Washington’s official account of the incident has flipped suspiciously. Initially, the US claimed that it was unaware that the facility was a hospital, then it changed tack and said that its forces on the ground had come under fire from Taliban militants in the vicinity, for which the AC-130 air gunship was called in. That version of events has been firmly contradicted by staff at the hospital who said there was no militant action in the surrounding area that night. Moreover, the MSF medics say that the warplane made several attack runs over the hospital before it finally launched its deadly firepower.

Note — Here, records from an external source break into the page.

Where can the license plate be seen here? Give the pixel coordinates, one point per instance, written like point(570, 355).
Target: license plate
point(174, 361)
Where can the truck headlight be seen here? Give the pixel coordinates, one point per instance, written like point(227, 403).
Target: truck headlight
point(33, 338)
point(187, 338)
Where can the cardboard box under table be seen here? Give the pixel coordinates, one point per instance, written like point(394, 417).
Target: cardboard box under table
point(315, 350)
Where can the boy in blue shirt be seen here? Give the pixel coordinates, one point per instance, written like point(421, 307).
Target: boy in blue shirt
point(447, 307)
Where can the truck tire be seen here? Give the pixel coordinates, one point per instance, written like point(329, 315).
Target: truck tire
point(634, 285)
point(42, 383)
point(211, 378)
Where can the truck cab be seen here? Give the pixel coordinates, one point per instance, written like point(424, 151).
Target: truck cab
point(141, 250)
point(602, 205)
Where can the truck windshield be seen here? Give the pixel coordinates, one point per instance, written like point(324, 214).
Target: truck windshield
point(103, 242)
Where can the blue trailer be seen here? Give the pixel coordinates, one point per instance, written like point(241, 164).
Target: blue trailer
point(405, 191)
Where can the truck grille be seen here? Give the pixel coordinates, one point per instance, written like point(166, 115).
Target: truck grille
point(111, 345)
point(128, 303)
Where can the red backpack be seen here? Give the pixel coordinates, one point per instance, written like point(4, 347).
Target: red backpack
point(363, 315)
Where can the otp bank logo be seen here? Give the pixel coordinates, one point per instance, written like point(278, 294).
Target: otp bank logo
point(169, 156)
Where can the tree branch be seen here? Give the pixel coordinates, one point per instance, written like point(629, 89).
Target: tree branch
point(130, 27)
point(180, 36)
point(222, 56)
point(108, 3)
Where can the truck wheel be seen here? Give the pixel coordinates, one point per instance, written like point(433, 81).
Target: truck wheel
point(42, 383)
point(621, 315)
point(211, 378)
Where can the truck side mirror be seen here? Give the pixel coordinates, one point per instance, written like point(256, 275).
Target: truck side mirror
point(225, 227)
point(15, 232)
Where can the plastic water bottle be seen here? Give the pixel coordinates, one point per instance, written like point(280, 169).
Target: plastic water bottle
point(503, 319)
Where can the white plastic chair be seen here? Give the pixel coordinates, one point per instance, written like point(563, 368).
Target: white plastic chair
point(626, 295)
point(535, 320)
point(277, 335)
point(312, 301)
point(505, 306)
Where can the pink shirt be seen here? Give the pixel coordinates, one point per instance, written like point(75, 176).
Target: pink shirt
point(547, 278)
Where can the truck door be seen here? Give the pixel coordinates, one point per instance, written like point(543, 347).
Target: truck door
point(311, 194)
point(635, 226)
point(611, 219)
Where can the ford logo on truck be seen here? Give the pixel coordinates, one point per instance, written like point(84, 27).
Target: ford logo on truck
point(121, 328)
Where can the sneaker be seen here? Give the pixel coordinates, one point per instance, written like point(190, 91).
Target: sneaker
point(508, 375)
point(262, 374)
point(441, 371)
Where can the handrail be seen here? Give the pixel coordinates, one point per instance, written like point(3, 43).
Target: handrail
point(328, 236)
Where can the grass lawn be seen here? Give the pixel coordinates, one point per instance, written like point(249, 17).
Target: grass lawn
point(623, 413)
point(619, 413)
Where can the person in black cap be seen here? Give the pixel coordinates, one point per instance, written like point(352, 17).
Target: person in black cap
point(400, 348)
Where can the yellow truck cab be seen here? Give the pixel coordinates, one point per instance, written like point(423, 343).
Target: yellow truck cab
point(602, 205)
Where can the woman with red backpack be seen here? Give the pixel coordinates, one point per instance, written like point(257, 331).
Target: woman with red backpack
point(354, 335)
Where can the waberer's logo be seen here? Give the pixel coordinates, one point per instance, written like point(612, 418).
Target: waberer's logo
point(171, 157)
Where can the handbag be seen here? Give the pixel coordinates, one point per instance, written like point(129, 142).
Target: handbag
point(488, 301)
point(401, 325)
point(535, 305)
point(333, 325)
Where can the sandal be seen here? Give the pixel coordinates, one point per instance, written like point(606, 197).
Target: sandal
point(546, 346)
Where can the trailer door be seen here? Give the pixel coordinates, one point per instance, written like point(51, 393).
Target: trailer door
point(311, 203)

On a separate but pertinent issue of US military policy was a report on October 16 by The Intercept on the secret use of assassination drone strikes. The information was based on a whistleblower’s in-depth knowledge of Pentagon drone operations in Afghanistan, Somalia and Yemen. Those operations are overseen at the highest level of US government, with President Obama being the ultimate authority to sign off on assassinations.

Relevant to the Kunduz massacre is the policy of «find, fix and finish» which Washington’s drone «assassination complex» employs.

Under the heading, ‘Strikes often kill many more than the intended target’, The Intercept report notes the following from its insider source: «The White House and Pentagon boast that the targeted killing program is precise and that civilian deaths are minimal. However, documents detailing a special operations campaign in northeastern Afghanistan, Operation Haymaker, show that between January 2012 and February 2013, US special operations airstrikes killed more than 200 people. Of those, only 35 were the intended targets. During one five-month period of the operation, according to the documents, nearly 90 percent of the people killed in airstrikes were not the intended targets».

In other words, Washington – both the White House and Pentagon chiefs – are using a «kill them all» policy, whereby high levels of civilian casualties are deemed acceptable in order to neutralise an individual suspected combatant.

The Kunduz hospital hit was reportedly carried out by an AC-130 gunship, armed with missiles and Gatling-type machine-guns, heavy enough to penetrate brick walls. Drones were not apparently involved, but the operation was conducted in the same northeast area of Afghanistan where US drones are used with a policy of «kill them all».

US General John F Campbell has acknowledged that the Kunduz hospital strike was carried out «within the US chain of command».

The stark conclusion is that the hospital was bombed and strafed by US forces to take out a suspected militant at the facility, with the deliberate knowledge that civilians would also be taken out in the operation. That puts the prima facie war crime at Kunduz in a totally different and much more serious context, going right up the highest level of culpability.